Per questo il messaggio del Pontefice può risultare quasi scandaloso: il mondo è per natura un luogo misterioso. Lo possiamo conoscere, comprendere e governare, ma mai del tutto — e pretendere il contrario non è ambizione, è un delirio contro cui la Chiesa ha sempre messo in guardia. Il vero cuore dell'enciclica sull'intelligenza artificiale è che, questa volta, più che di algoritmi e supercomputer, parla di noi e della nostra contemporanea "nevrosi da controllo". Viviamo nell'epoca delle soluzioni definitive. Ogni problema deve essere compreso subito, risolto subito e possibilmente anche brevettato con tanto di abbonamento premium. Se compare un’incertezza ce la prendiamo con un modello predittivo che non funziona. Se emerge un dubbio, invochiamo un esperto con tutorial dedicato su YouTube. La modernità occidentale si è costruita sulla convinzione che l’intero universo, prima o poi, sarebbe diventato completamente leggibile, trasparente, misurabile, ottimizzabile. Governabile.
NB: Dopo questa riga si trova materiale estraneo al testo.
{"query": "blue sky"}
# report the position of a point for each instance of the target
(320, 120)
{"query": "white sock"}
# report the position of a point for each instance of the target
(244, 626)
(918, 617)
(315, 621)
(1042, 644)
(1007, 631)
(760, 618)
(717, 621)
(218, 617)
Peccato che il mondo reale continui ostinatamente a presentarsi come un gomitolo caduto dietro al divano: tiri un capo convinto di aver trovato il bandolo e si stringono altri sette nodi dall'altro lato. È questa la natura delle grandi sfide della nostra epoca. Il cambiamento climatico non è soltanto un problema ambientale: è economico, energetico, geopolitico, culturale, perfino emotivo. Il crollo della natalità funziona allo stesso modo: non dipende solo dal costo della vita, ma riguarda il lavoro, la casa, il rapporto col tempo, l'identità, la solitudine, la trasformazione delle relazioni. E si potrebbe continuare all’infinito: migrazioni, pandemie, disuguaglianze, frammentazione sociale. Cambiano i temi, ma i nodi del groviglio rimangono sempre gli stessi.